# Funny custard



## lindatooo (Apr 15, 2004)

I love making egg custard...very simple egg custard and I have no problems with it when I make it in the ramekins.....however....

When I try to make in in a big bowl I fail miserably!  Have done the hot water bath, non hot water bath, very simple recipes, every book I have!  (and I admit to collecting cookbooks like a fiend)

When I make it in a big bowl it looks like it's curdled - tastes good but the texture is awful and it's weepy.

Hubby has this fixation on custard in a big bowl...can anybody help?

signed,  curdled in Portland


----------



## scott123 (Apr 15, 2004)

When you say your husband wants custard in in a bowl, is he looking for a large amount or does he prefer a deeper custard?

A bowl is a tricky shape because of the thin edges and deep middle. If your husband just wants a lot of custard, try going with a larger amount spread out evenly. A glass lasagna pan in a water bath is your best bet.

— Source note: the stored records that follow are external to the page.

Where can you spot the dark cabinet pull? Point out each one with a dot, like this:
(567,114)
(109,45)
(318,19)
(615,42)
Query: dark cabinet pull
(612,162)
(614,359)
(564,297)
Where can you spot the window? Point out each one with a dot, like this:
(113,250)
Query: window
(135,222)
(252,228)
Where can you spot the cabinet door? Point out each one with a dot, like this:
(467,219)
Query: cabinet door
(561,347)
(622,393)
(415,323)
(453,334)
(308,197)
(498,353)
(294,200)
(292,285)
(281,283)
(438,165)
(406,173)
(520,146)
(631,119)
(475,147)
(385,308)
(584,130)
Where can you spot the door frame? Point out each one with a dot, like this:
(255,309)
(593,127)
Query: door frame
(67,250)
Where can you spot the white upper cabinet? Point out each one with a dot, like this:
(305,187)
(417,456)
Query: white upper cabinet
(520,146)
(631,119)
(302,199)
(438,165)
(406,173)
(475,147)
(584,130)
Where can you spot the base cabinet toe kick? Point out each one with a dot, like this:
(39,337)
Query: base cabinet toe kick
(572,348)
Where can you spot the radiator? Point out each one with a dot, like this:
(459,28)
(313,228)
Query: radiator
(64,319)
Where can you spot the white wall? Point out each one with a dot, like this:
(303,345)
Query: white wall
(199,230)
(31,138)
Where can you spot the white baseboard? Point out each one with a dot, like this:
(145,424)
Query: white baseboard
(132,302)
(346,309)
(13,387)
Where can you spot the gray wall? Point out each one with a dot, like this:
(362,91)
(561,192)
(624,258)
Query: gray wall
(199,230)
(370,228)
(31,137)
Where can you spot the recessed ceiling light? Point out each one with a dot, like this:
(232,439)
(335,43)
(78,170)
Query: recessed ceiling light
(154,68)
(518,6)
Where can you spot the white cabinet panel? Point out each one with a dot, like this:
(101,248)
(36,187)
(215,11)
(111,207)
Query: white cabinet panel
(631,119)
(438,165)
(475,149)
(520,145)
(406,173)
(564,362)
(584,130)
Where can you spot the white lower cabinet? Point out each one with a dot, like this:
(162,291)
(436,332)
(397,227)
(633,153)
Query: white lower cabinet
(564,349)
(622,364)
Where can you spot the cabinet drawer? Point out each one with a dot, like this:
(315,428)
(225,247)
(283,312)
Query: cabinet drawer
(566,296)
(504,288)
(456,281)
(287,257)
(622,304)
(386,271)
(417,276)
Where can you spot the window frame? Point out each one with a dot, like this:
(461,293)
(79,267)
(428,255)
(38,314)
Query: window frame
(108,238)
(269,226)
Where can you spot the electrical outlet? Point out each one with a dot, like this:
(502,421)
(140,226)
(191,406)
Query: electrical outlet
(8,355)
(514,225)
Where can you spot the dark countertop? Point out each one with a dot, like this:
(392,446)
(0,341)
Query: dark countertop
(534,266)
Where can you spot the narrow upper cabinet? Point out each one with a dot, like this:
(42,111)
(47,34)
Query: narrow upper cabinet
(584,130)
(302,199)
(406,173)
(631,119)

Changing the shape of the custard container stated by the recipe complicates things a bit.  The deeper the container, the lower the cooking temp, the longer the time.  Even if you cook it at a very low temp, it's still possible to leave it in for too long and curdle it.


----------



## lindatooo (Apr 15, 2004)

*Funny Custard*

Thanks!  That the shape of the bowl would cause this didn't occur to me.  It is the deeper custard that he prefers.  Would it work if I used a square shaped bowl...like a Corning Wear then lowered and temp and lengthened the cooking time?  Should I still use the water bath?  Thank you so much, Scott!


----------



## ramydam (Apr 15, 2004)

Anything flat-bottomed should work, but it's best if it has a high surface:volume ratio and, as was already mentioned, thicker walls. (A deep bowl with a small surface area and high volume will be VERY difficult to cook evenly.)  
The water bath is probably even more important when going with a single container.  You may also need to tweak your proportions a little bit for a larger volume - I know when we make rice custard pudding (see the Smorgasbord recipes under "ethnic") in individual portions instead of a big casserole dish, we use one less egg.  why, I'm not sure, but it seems to help keep the consistency right!  So maybe something like that might help.
Good luck!


----------



## ramydam (Apr 15, 2004)

or maybe go with a stove-top custard that would just be finished in the oven?  more pudding-like?


----------



## lindatooo (Apr 15, 2004)

Thank you!  I'll try your suggestions!


----------



## scott123 (Apr 16, 2004)

*Re: Funny Custard*



			
				lindatooo said:
			
		

> Thanks!  That the shape of the bowl would cause this didn't occur to me.  It is the deeper custard that he prefers.  Would it work if I used a square shaped bowl...like a Corning Wear then lowered and temp and lengthened the cooking time?  Should I still use the water bath?  Thank you so much, Scott!


Is this a Corning Wear 8x8 or 9x9 pan? If it is, that should work fine. And yes, definitely the water bath.  Custards don't like sudden changes in temperature. The water acts as an insulator, allowing for a very slow gradual increase in temp. If you really want to master this, you might want to invest in a digital probe thermometer that has an external monitor.  That way you can have a constant reading of the middle of your custard and avoid cooking it too long. Once you use the thermometer once, you should be able to follow the same time/temperature for that recipe/container for future batches.


----------



## lindatooo (Apr 16, 2004)

Excellent suggestion, Scott!  I have one and will use it.


----------



## scott123 (Apr 16, 2004)

Since you have a digital thermometer, I was thinking you could probably craft a little stand out of aluminum foil so that the point of the probe hits the middle of the custard.  Just like roasting meat, you want the probe in the center of the item. The piece of foil will make a mess when you pull it out, but I don't think it will affect the flavor of your custard.


----------



## lindatooo (Apr 16, 2004)

Another idea for the probe is to use one of those winged paper clipsl, the clip goes onto the edge of the bowl and the probe goes through the wing...now if I can just get it to balance   Alton Brown used one some time ago to suspend a probe in a pan.


----------



## kyles (Apr 17, 2004)

My grandma always made baked custard in a metal pie dish, that was rectangular in shape, in a water bath, not sure of the capacity of the dish, perhaps three cup capacity. It always worked fine. I haven't really bean able to eat it since, I so associate it with my grandmother, that it makes me sad!


----------



## lindatooo (Apr 17, 2004)

Memories like that keep her alive in you, kyle, and that's a sweet thing.  Something you can do with your children and grandchildren in her name.


----------



## -DEADLY SUSHI- (Apr 18, 2004)

I agree Lindatoo. When I burn something, I remember MY grandma.    God, she burned so much stuff! LOL!


----------